The observatory currently is falling about five miles per month, a descent that will slowly but surely pick up speed as it drops lower and lower into thicker regions of the upper atmosphere. The satellite is predicted to reach an altitude of 186 miles in October.
"At the moment, we think we have several months where Swift will be at a sufficiently high altitude to give the Katalyst folks a great chance to capture and boost us," Cenko said.
Katalyst Space was already working on robotic satellite rescue and servicing systems and NASA saw the Swift reboost mission as an ideal way to test the technology while at the same time possibly restoring a valuable science satellite to service.
The result was LINK, a 940-pound spacecraft with three xenon-fueled ion engines, solar panels that can generate 4 kilowatts of power, three robot arms, 16 orientation control thrusters and a complex suite of sensors and other systems focused on rendezvous and the "proximity operations" required for capturing Swift.
"No one thought it was going to be possible," said Domagal-Goldman. "No one thought we would get as far as we've already gotten today, and I have to be honest, there are still risks ahead of us. But I'm both deeply thankful and as optimistic as I can be that we'll meet those challenges."
The Swift space telescope is equipped with three instruments that work together to observe GRBs, capturing gamma rays, X-rays and ultraviolet emissions.
The spacecraft was originally named "Swift" because it can spot and rapidly re-orient itself to lock onto a GRB, radioing precise location data to other observatories for coordinated observations before the objects fade from view.
The Pegasus XL rocket is carried to an altitude of about 40,000 feet where it is dropped from Northrop Grumman's
"The Hubble Space Telescope is much more sensitive than Swift, and it takes much crisper pictures," Cenko said. "But Hubble takes at least one to two days to repoint to a target of interest in the best case scenario where Swift can routinely conduct follow up of things that go bump in the night within minutes.
"It really is NASA's 'first responder,' and by working together in this complementary manner, the NASA astrophysics portfolio can tackle questions that would be impossible for any single facility to answer."
Katalyst Space has high hopes for the Swift reboost mission. The company plans a variety of robotic spacecraft that one day could be used to not only reboost aging satellites, but also refuel and even repair high-value civilian and military spacecraft that otherwise could be disabled or lost.
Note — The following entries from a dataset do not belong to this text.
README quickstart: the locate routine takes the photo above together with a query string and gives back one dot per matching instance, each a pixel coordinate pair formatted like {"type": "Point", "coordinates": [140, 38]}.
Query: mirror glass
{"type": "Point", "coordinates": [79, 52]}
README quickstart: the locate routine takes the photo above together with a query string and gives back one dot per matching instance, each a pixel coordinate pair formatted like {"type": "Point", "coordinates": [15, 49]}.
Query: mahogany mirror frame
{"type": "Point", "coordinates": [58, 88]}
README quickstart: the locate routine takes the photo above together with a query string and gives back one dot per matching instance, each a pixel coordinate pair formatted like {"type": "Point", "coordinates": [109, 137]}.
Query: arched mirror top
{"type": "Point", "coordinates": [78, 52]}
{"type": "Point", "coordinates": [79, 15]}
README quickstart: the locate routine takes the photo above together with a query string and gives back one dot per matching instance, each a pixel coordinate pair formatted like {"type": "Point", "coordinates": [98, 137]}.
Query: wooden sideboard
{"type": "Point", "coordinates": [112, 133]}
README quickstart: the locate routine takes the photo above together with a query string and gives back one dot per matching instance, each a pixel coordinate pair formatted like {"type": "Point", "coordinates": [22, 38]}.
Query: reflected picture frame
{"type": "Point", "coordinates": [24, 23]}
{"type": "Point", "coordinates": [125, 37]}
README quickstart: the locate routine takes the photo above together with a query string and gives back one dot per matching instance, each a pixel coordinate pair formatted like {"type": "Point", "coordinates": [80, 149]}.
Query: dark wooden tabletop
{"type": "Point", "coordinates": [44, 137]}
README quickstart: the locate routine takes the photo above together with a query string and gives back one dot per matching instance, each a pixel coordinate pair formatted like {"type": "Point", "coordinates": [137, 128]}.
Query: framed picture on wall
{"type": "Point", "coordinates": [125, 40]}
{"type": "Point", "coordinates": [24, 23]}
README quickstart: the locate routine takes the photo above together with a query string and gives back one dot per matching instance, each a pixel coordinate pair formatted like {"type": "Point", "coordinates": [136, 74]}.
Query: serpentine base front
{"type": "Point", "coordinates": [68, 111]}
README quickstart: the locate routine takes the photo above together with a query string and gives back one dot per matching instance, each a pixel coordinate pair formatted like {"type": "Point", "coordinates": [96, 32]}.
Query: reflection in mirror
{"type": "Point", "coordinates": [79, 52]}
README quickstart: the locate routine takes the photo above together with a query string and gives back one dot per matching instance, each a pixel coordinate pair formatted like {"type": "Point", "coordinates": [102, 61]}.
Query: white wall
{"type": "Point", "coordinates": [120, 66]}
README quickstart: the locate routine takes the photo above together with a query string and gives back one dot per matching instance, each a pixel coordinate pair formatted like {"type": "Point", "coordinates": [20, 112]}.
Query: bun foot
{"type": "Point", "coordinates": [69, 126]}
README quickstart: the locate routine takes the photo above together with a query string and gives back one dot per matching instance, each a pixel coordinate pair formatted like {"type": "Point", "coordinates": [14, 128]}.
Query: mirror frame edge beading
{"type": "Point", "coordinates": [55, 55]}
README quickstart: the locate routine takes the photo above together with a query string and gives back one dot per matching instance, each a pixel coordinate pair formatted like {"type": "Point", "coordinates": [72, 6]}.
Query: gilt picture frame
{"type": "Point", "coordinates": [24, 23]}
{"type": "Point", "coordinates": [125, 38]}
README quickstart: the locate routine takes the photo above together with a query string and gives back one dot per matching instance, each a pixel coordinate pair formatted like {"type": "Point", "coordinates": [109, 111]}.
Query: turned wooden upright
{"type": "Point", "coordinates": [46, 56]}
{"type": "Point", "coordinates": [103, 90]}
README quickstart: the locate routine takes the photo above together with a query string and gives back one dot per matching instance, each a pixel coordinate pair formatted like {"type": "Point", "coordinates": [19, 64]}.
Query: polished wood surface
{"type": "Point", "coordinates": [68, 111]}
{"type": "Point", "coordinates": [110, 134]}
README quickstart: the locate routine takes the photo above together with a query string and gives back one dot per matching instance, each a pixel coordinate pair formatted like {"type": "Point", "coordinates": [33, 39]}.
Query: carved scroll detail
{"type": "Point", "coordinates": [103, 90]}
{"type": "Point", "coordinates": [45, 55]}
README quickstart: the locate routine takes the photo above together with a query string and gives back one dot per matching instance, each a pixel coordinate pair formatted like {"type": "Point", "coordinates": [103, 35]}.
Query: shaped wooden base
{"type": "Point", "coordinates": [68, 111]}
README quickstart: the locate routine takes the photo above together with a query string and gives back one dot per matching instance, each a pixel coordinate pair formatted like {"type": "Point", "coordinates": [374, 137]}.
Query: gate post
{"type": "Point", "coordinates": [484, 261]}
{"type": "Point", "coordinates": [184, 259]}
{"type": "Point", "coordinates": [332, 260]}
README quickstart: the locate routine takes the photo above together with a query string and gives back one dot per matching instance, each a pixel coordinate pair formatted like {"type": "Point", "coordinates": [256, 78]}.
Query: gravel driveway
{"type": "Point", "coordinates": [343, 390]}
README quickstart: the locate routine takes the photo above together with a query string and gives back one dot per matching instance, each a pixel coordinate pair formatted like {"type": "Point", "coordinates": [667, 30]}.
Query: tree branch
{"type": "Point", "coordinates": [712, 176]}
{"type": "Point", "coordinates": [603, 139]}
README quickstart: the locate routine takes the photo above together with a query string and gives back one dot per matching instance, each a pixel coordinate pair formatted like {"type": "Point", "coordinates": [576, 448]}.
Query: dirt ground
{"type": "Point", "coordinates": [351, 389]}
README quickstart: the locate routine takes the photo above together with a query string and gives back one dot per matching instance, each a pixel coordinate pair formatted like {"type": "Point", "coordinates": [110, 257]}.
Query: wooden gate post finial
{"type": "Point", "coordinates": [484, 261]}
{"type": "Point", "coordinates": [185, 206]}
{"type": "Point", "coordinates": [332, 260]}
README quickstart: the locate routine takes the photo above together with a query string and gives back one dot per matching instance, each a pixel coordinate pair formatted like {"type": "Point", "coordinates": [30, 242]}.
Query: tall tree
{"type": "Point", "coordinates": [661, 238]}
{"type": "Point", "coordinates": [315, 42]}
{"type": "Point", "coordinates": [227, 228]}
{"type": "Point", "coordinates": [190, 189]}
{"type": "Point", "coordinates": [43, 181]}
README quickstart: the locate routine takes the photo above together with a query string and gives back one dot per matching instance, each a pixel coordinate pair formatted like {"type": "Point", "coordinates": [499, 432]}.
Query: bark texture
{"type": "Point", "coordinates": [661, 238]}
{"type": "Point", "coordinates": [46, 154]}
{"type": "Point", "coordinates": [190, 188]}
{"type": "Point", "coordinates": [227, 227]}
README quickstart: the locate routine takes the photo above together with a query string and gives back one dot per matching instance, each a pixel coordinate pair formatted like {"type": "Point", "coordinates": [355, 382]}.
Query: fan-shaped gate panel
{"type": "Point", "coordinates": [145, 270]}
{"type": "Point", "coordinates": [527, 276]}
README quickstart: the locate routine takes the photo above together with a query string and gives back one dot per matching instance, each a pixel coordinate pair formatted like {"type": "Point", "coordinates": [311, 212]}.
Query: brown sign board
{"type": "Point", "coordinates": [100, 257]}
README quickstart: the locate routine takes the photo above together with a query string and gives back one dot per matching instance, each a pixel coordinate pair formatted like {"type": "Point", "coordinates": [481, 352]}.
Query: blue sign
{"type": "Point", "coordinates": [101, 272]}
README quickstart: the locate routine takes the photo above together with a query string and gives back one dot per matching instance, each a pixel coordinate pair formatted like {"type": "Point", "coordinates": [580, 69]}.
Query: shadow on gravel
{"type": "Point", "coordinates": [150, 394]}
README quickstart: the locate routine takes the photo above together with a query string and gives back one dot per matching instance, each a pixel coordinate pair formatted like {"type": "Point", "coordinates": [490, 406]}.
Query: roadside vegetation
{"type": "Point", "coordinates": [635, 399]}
The same technology, at a much larger scale, could perhaps be used at some point to boost the slowly falling Hubble back up to a safe altitude. The world's most famous space telescope, now 36 years into its historic mission, is expected to re-enter the atmosphere in the 2030s if nothing is done.
"Katalyst is here really to kind of mark the end of that throwaway model and the start of a new model," said Robert Lamontagne, Katalyst vice president of strategic partnerships. "You should be able to refuel, reposition, repurpose, repair and even upgrade satellites, even if they were never prepared for it."